Sunday, September 29, 2013

Theatre review: Dark Road

Published in the Guardian
Royal Lyceum, Edinburgh
Three stars
IT HAS been a while since the stage has had much truck with genre fiction. Not since the days of weekly rep, when Agatha Christie was reigning queen of the whodunit, has there been much space in the theatre for plot-driven mysteries and thrillers. Those forms have proved better suited to novel and screen. That's why the theatrical debut of Ian Rankin, with a play co-written by artistic director Mark Thomson, is at once familiar and strange; the genre is everywhere, but we rarely see it on stage.

In manner and appearance, Dark Road plays by the rules of the modern TV cop show. Thanks to Forbrydelsen, Broadchurch and the adaptations of Rankin's own Inspector Rebus novels, all of us are up to speed with the idea of the troubled detective, a figure whose intuitive gift for sleuthing is threatened by inadequacies in their private life.

Thus we have Isobel McArthur, played with characteristic gutsiness by Maureen Beattie, who would be happier about her completion of 30 years' police service and her accolade as Scotland's first female chief constable if it weren't for her dysfunctional relationship with her 18-year-old daughter and the nagging doubt that her most high-profile conviction was made possible only by dodgy 1980s forensic techniques.

In this sense, Dark Road is less a whodunit than a did-he-really-do-it? Alfred Chalmers, played by Philip Whitchurch with a creepily believable mixture of anger and geniality, has spent 25 years in a psychiatric hospital for the murder of four young women, all of whom had sought abortions in the hospital where he was an orderly. The aging detectives who got him banged up are instinctively convinced of his guilt, but have conveniently lost the one flimsy piece of evidence that clinched the case.
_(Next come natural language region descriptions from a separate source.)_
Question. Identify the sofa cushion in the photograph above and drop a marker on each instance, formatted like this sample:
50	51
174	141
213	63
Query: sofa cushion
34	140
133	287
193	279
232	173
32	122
The killer's mind games that so unsettled them in the past are taking hold again.

Thomson draws out a set of ferocious performances in a pacy production that papers over the more implausible corners of the plot and the clunkier passages of exposition. What's harder to transcend is the hermetic nature of the genre: when everything rests on solving the mystery, there's little room for metaphor. Rankin goes some way to dealing with this by developing a theme about living with the consequences of guilty secrets and half-remembered mistakes, but by the end, when the play lurches into Victorian melodrama, we're left with the empty feeling of a story which, however well told, lacks resonance.